Trotzdem demonstrierten Russlanddeutsche in mehreren deutschen Städten gegen Migranten. Vor dem Kanzleramt kamen Ende Januar rund 700 Menschen zusammen – viele von ihnen Russlanddeutsche.

Angestachelt durch die Lügen-Berichte russischer Medien, die viele Russlanddeutsche verfolgen, kamen zahlreiche Teilnehmer. Auffällig: Die Plakate mit Aufschriften wie „Wir leben in einem Land, wo die Monster frei sind“, ähnelten sich optisch sehr und legen die Vermutung nahe, dass die Demonstration zentral vorbereitet wurde.

2. Machenschaften mit rechten Parteien

Putin hofiert die rechten Parteien in Deutschland und versucht so Einfluss auf die Polit-Landschaft zu nehmen. Berichte über mögliche Gold-Geschäfte mit der Alternative für Deutschland (AfD) ließen in der Vergangenheit bereits aufhorchen. Die AfD finanziert sich auch mit Goldgeschäften. Über ein Eingreifen Putins hätte dieser Macht über die Partei gewinnen können.

Rechte Parteien liegen nicht selten auf einer Linie mit Kreml-Propaganda. Die NPD etwa schrieb in der Vergangenheit auf ihrer Facebook-Seite: „Der russische Präsident Putin ist immer wieder erfrischend und zeigt, wie Politiker sein sollten.“

3. Kommentar-Trolle im Internet

Der Kreml kennt die Macht sozialer Medien und nutzt diese gezielt – auch in Deutschland. Dafür werden sogenannte Trolle bezahlt. Deren Aufgabe ist es, in Internet-Foren oder sozialen Netzwerken Diskussionen im Sinne des Kremls anzuheizen. Die britische Zeitung „Guardian“ berichtete bereits 2012, dass der Kreml für positive Kommentare Geld ausgebe.
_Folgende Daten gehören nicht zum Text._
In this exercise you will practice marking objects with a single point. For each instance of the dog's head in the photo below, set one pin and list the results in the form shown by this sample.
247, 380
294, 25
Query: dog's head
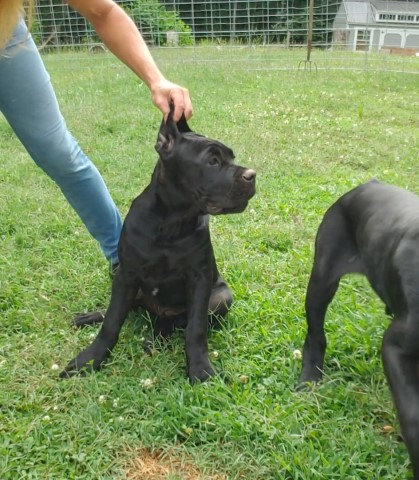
202, 169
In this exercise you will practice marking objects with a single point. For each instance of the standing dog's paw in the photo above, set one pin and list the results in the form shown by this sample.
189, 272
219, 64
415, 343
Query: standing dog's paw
200, 372
90, 359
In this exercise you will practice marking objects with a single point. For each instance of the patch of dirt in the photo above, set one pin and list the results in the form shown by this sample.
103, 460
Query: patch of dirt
161, 465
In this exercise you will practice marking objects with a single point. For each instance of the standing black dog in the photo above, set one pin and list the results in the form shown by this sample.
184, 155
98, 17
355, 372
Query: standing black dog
167, 263
373, 230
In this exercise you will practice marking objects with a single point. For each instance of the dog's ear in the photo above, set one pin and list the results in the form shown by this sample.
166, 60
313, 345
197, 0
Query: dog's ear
169, 132
167, 136
182, 125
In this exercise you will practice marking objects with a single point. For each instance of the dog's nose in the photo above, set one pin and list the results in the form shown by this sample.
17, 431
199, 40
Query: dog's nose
249, 175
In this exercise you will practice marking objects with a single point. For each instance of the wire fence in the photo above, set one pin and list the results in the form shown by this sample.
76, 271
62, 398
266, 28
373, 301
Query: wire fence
370, 27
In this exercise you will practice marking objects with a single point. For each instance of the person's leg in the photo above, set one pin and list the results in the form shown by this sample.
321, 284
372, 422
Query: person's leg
28, 102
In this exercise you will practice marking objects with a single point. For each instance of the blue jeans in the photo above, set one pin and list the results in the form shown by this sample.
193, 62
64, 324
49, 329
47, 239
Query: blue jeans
28, 102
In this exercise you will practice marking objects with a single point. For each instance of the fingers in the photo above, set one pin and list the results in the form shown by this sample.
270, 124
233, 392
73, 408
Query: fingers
169, 92
182, 102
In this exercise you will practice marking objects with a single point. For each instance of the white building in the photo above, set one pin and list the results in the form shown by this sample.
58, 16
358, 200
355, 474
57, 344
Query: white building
377, 25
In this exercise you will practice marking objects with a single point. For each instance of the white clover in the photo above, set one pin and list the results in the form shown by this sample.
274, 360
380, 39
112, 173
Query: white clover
147, 382
297, 355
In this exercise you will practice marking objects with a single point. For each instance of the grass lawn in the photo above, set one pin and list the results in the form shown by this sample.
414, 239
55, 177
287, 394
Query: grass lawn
311, 137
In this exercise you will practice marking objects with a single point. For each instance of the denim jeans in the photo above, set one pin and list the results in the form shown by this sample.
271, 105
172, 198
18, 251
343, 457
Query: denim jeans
28, 102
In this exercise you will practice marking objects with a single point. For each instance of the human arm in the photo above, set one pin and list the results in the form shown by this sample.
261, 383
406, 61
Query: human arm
121, 36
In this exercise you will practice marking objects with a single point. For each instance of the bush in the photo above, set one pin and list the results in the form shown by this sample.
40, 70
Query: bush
154, 21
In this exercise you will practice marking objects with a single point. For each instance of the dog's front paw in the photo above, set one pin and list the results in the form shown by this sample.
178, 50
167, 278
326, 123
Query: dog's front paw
90, 359
200, 372
85, 319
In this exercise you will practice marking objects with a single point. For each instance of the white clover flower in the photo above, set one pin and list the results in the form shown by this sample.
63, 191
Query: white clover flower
297, 355
147, 382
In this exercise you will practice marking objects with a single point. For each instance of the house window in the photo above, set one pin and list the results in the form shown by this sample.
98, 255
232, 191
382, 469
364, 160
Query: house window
387, 17
363, 40
406, 18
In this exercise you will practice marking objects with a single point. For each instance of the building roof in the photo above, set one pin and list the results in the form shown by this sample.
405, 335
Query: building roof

4. Russische Medien in Deutschland

Russische Medien wie der Nachrichtensender „Russia Today“ richten sich auch an Deutsche ohne russische Wurzeln. Die Seite verbreitet Nachrichten im Sinne des Kremls – auf Deutsch. So werden dort beispielsweise Reden von Russlands Präsident Wladimir Putin übersetzt veröffentlicht oder Pegida-Demos live übertragen.